There are two places in Substack where I can manage my content: the article editor, and a separate settings area where I can create standard headers and footers. If you scroll to the end of this article (if you read it via email) then you will see my current template. In the past I would simply replicate each email campaign and adapt/update the commercial offers below the article. Now I have two disjointed places to manage each mailout — one part for content, another for the offer.
Sometimes it is not appropriate to make any commercial offer to readers, such as an in memoriam announcement for a personal friend or industry colleague. Sometimes a particular product is especially relevant to the article content. The challenge I see is to manage a portfolio of offers that “make money with content, not from content”. This could be a mixture of manual selection, together with machine learning. It is possible Substack could have relationships with advertising or retailing partners to add offers and take a cut of affiliate revenue.
Seemingly small matters of layout and display do matter. I used to have side-by-side image-based links to SubscribeStar and PayPal in the email footer, but that requires a tables or multi-column formatting option. Substack lacks that, and there’s limited user zeal for scrolling beyond the end of each article. My revenue has tanked, but that’s OK, as I am in it for the outcome, not the income. Nonetheless, I have bills to pay like everyone else. Visually managing the “call to passion” was easy on Mailchimp, but is now harder.
Substack doesn’t have any way for me manage “support Martin” as part of the hosted Web copy of each article. I can manually add in links to author reward mechanisms at the bottom of the article, but that’s really clunky and ugly. I would be more than happy to share my revenue with Substack, and pay them vastly more than the email marketing platforms got off me! They just need to make the enabling capabilities, and ideally automate the integrations with “pro-freedom” partners like Donorbox. Maybe people who are already signed up who view the Web article could be solicited to donate rather than subscribe?
Speaking of which, trustworthiness is a key issue right now. Even platforms like Gab have seen allegations (which I cannot prove or disprove) of people being unfollowed without permission. It might be a false accusation, or it could be that a good organisation has been infiltrated by bad people. I cannot know. Transparency and audit are really important. I would like to see an immutable audit trail of subscriber additions and removals, as well as evidence that emails actually were sent (just as newspaper circulations are audited). Shadowbanning needs to be “designed out”.
I have used services like Steemit, which let you “publish to blockchain”, and cannot be censored. One of the problems of using a service like Mailchimp is that every link goes dead if they deplatform you. It would reassure me if Substack also upgraded governance to “offboarding” to “first class” parts of the design process. That means being clear and transparent on how the acceptable content guidelines are being enforced, and not leaving people “in limbo” should they find themselves (fairly or unfairly) deemed in transgression.
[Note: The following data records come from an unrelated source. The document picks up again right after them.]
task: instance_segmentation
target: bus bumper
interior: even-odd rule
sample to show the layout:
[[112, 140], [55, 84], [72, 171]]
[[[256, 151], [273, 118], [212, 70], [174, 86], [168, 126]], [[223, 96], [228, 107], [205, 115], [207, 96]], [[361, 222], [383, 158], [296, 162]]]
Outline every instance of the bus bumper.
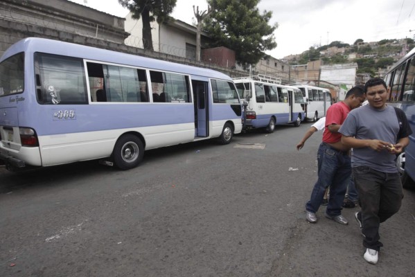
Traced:
[[0, 152], [0, 160], [3, 160], [6, 167], [12, 166], [16, 168], [21, 168], [26, 166], [24, 161], [15, 158], [12, 156], [8, 155], [6, 153]]

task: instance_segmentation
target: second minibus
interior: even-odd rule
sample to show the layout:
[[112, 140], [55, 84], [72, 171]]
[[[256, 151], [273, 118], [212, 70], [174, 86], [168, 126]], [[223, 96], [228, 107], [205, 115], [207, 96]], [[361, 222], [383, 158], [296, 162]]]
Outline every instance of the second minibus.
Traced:
[[304, 102], [307, 104], [306, 120], [316, 122], [317, 119], [326, 116], [327, 109], [332, 103], [331, 94], [328, 89], [307, 84], [292, 86], [301, 90]]
[[245, 129], [265, 127], [272, 133], [276, 125], [299, 126], [304, 119], [304, 102], [299, 89], [262, 75], [234, 78], [233, 82], [240, 98], [247, 102]]

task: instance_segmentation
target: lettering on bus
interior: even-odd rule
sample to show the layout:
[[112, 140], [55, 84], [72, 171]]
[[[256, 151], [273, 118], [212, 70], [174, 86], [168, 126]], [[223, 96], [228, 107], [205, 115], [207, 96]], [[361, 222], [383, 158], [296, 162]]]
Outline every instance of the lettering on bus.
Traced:
[[55, 110], [53, 113], [54, 120], [74, 120], [76, 119], [75, 109], [59, 109]]
[[15, 98], [10, 97], [8, 100], [8, 102], [10, 103], [14, 103], [14, 102], [20, 102], [20, 101], [24, 101], [24, 97], [19, 97], [19, 96], [16, 96]]

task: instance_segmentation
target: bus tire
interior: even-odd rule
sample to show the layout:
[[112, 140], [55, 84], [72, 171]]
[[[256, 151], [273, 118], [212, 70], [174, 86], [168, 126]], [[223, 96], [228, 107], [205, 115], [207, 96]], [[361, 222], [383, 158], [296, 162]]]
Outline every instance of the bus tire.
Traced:
[[123, 170], [136, 167], [144, 156], [143, 142], [136, 136], [121, 136], [114, 147], [112, 157], [115, 166]]
[[228, 123], [224, 123], [223, 129], [222, 130], [222, 134], [220, 134], [220, 136], [219, 136], [219, 141], [220, 144], [225, 145], [230, 143], [231, 141], [232, 141], [233, 137], [233, 128], [232, 128], [232, 125]]
[[267, 133], [271, 134], [271, 133], [274, 132], [274, 129], [275, 129], [275, 119], [274, 119], [274, 118], [272, 117], [271, 119], [270, 119], [270, 123], [268, 123], [268, 126], [267, 126], [265, 131], [267, 131]]
[[294, 125], [295, 127], [299, 127], [301, 125], [301, 116], [299, 114], [297, 117], [297, 120], [294, 122]]
[[401, 181], [403, 188], [409, 189], [415, 188], [415, 181], [411, 179], [406, 171], [403, 172]]
[[319, 118], [319, 114], [317, 114], [317, 112], [316, 111], [315, 113], [314, 113], [314, 117], [312, 118], [312, 122], [316, 122], [318, 118]]

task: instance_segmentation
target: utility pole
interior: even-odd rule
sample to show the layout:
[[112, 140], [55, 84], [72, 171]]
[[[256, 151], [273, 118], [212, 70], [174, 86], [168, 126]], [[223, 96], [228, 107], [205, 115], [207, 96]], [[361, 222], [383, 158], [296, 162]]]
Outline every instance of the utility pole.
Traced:
[[208, 10], [204, 10], [203, 12], [199, 12], [199, 6], [196, 7], [195, 10], [195, 5], [193, 5], [193, 13], [197, 21], [197, 31], [196, 31], [196, 60], [199, 62], [200, 60], [200, 33], [202, 33], [202, 23], [203, 19], [209, 16], [212, 12], [211, 6], [208, 6]]

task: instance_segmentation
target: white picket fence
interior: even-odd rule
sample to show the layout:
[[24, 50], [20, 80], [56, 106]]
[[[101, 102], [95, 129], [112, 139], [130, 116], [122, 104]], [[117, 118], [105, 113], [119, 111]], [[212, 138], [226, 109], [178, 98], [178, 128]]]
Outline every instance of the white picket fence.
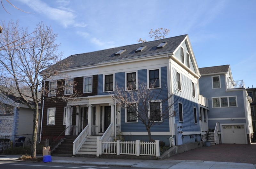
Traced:
[[[97, 139], [97, 156], [102, 154], [151, 156], [159, 157], [159, 140], [155, 142], [136, 141], [104, 141]], [[104, 147], [104, 148], [103, 148]]]

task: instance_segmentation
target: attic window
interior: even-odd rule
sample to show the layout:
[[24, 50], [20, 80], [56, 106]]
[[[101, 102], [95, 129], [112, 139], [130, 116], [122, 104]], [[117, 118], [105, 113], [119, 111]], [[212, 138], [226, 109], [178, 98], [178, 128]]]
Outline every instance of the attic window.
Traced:
[[135, 51], [135, 52], [141, 52], [143, 50], [146, 48], [147, 46], [140, 46], [139, 47], [138, 49]]
[[124, 51], [126, 51], [126, 49], [122, 49], [121, 50], [120, 50], [118, 52], [116, 52], [115, 54], [115, 55], [116, 56], [117, 55], [120, 55], [121, 54], [124, 53]]
[[167, 44], [167, 42], [161, 43], [159, 45], [157, 46], [156, 47], [156, 49], [160, 49], [160, 48], [163, 48], [163, 47], [164, 47], [164, 46], [165, 46], [166, 44]]

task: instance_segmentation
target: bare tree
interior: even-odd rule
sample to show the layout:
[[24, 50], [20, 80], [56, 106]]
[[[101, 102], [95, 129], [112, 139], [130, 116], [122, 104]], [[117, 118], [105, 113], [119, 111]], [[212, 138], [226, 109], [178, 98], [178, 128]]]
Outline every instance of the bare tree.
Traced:
[[[56, 64], [62, 53], [57, 52], [60, 45], [55, 42], [57, 35], [50, 26], [40, 23], [33, 33], [28, 35], [27, 29], [20, 27], [18, 22], [11, 21], [6, 25], [4, 22], [1, 24], [5, 31], [0, 36], [0, 46], [5, 47], [0, 48], [0, 92], [17, 97], [34, 111], [31, 155], [35, 157], [39, 106], [42, 98], [40, 91], [45, 80], [61, 75], [59, 70], [66, 67], [68, 61]], [[43, 76], [40, 76], [40, 72]], [[70, 85], [57, 85], [51, 91], [63, 93], [65, 88]]]
[[[166, 28], [164, 29], [163, 28], [158, 28], [155, 31], [153, 31], [153, 29], [151, 29], [148, 33], [149, 34], [148, 37], [150, 38], [154, 38], [155, 40], [164, 39], [170, 32], [170, 30]], [[141, 38], [140, 38], [138, 41], [139, 42], [141, 43], [147, 42], [146, 39], [143, 40]]]
[[146, 83], [138, 84], [136, 88], [134, 81], [127, 84], [127, 88], [115, 85], [113, 97], [121, 107], [126, 109], [129, 120], [136, 121], [137, 118], [145, 125], [151, 141], [151, 128], [162, 124], [165, 121], [176, 115], [173, 108], [176, 102], [174, 100], [174, 93], [168, 91], [167, 87], [154, 88], [155, 82], [150, 84], [148, 88]]

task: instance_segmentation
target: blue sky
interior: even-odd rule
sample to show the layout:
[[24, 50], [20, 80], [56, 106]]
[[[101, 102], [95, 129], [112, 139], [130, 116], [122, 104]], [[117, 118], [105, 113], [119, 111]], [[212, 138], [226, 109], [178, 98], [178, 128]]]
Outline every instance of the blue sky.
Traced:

This is a solid platform with a slick user experience. It puts the needs of writers first, and contrasts with Medium in how it relates to “controversial” topics and “difficult” authors. Its strength and weakness is a singular focus on one revenue model: paid content. I would be nervous of deplatforming if I became too successful here and dependent on one paywall working! The reality of being a citizen journalist today is that you need to have a portfolio income, and (in my view) the most successful platforms will be the ones that best align to that fact — and exploit it.